2413.01(a) The “Sequence Listing XML” is a Single File Encoded Using Unicode UTF-8 [R-07.2022]

2413.01(a) The “Sequence Listing XML” is a Single File Encoded Using Unicode UTF-8 [R-07.2022]

[Editor Note: This section is applicable to all applications filed on or after July 1, 2022, having disclosures of nucleotide and/or amino acid sequences as defined in 37 CFR 1.831(b). Formatting representations of XML (eXtensible Markup Language) elements in this section appear different than shown in Standard ST.26, which may be accessed at: www.wipo.int /export/sites/www/standards/en/pdf/03-26-01.pdf.]

37 CFR 1.833 Requirements for a “Sequence Listing XML” for nucleotide and/or amino acid sequences as part of a patent application filed on or after July 1, 2022.

  • (a) The “Sequence Listing XML” as required by § 1.831(a) must be presented as a single file in XML 1.0 encoded using Unicode UTF–8, where the character set complies with paragraphs 40 and 41 and Annex IV of WIPO Standard ST.26 (incorporated by reference, see § 1.839).
  • *****

According to WIPO Standard ST.26, the entire “Sequence Listing XML” must be contained within one file.

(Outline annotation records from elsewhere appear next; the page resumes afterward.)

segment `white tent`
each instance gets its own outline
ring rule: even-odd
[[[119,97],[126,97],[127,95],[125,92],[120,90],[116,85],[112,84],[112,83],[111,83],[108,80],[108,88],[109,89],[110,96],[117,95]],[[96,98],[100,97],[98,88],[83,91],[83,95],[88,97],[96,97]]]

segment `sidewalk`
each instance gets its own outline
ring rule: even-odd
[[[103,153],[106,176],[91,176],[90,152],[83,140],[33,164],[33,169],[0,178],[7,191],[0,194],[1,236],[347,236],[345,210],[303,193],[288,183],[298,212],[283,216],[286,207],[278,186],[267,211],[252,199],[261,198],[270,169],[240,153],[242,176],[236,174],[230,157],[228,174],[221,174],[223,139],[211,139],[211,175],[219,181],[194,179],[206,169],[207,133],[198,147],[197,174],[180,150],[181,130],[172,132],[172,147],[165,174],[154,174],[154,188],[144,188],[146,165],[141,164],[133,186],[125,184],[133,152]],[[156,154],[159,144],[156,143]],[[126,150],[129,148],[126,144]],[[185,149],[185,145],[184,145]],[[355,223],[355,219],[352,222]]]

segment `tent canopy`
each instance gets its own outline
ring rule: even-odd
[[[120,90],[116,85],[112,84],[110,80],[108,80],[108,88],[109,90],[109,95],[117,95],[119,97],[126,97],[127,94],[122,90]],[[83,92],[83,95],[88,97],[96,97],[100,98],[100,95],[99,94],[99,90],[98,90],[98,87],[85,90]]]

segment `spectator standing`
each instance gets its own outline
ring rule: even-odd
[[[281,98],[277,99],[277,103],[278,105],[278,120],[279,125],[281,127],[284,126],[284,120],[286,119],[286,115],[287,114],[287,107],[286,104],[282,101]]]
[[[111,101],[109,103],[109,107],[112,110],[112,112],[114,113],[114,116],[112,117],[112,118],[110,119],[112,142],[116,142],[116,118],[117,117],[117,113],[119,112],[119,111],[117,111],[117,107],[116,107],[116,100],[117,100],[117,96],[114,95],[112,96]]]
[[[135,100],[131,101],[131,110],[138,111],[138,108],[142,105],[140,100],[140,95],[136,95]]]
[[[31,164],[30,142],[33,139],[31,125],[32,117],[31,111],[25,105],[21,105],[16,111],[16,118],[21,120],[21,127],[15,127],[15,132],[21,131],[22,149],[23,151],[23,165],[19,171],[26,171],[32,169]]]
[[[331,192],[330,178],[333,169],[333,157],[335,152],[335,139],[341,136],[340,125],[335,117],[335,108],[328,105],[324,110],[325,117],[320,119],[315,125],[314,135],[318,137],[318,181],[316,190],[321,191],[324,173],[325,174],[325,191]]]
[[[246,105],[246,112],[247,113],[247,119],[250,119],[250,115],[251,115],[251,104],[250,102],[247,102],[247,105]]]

The file must be encoded using Unicode UTF-8, with the following restrictions:

  • (1) the information contained in the elements ApplicantName, InventorName and InventionTitle of the general information part, and the NonEnglishQualifier_value of the sequence data part, may be composed of any valid Unicode characters indicated in the XML 1.0 specification except the Unicode Control code points 0000-001F and 007F-009F. The reserved characters “, &, ‘, <, and > (Unicode code points 0022, 0026, 0027, 003C and 003E respectively), must be replaced as set forth the table below; and
  • (2) the information contained in all other elements and attributes of the general information part and in all other elements and attributes of the sequence data part must be composed of printable characters (including the space character) from the Unicode Basic Latin code table (i.e., limited to Unicode code points 0020 through 007E – see Annex IV). The reserved characters “, &, ‘, <, and > (Unicode code points 0022, 0026, 0027, 003C and 003E respectively), must be replaced as set forth in the table below (WIPO Standard ST.26, paragraph 40).
  • WIPO Standard ST.26 specifies that in an XML instance of a “Sequence Listing XML”, numeric character references must not be used and the following reserved characters must be replaced by the corresponding predefined entities when used in a value of an attribute or content of an element:

List of Reserved Characters and Predefined Entities
Reserved Character Predefined Entities
< &lt;
> &gt;
& &amp;
&quot;
&apos;

Reproduced from WIPO Standard ST.26, paragraph 41.

The only character entity references permitted are the predefined entities set forth above (WIPO Standard ST.26, paragraph 41).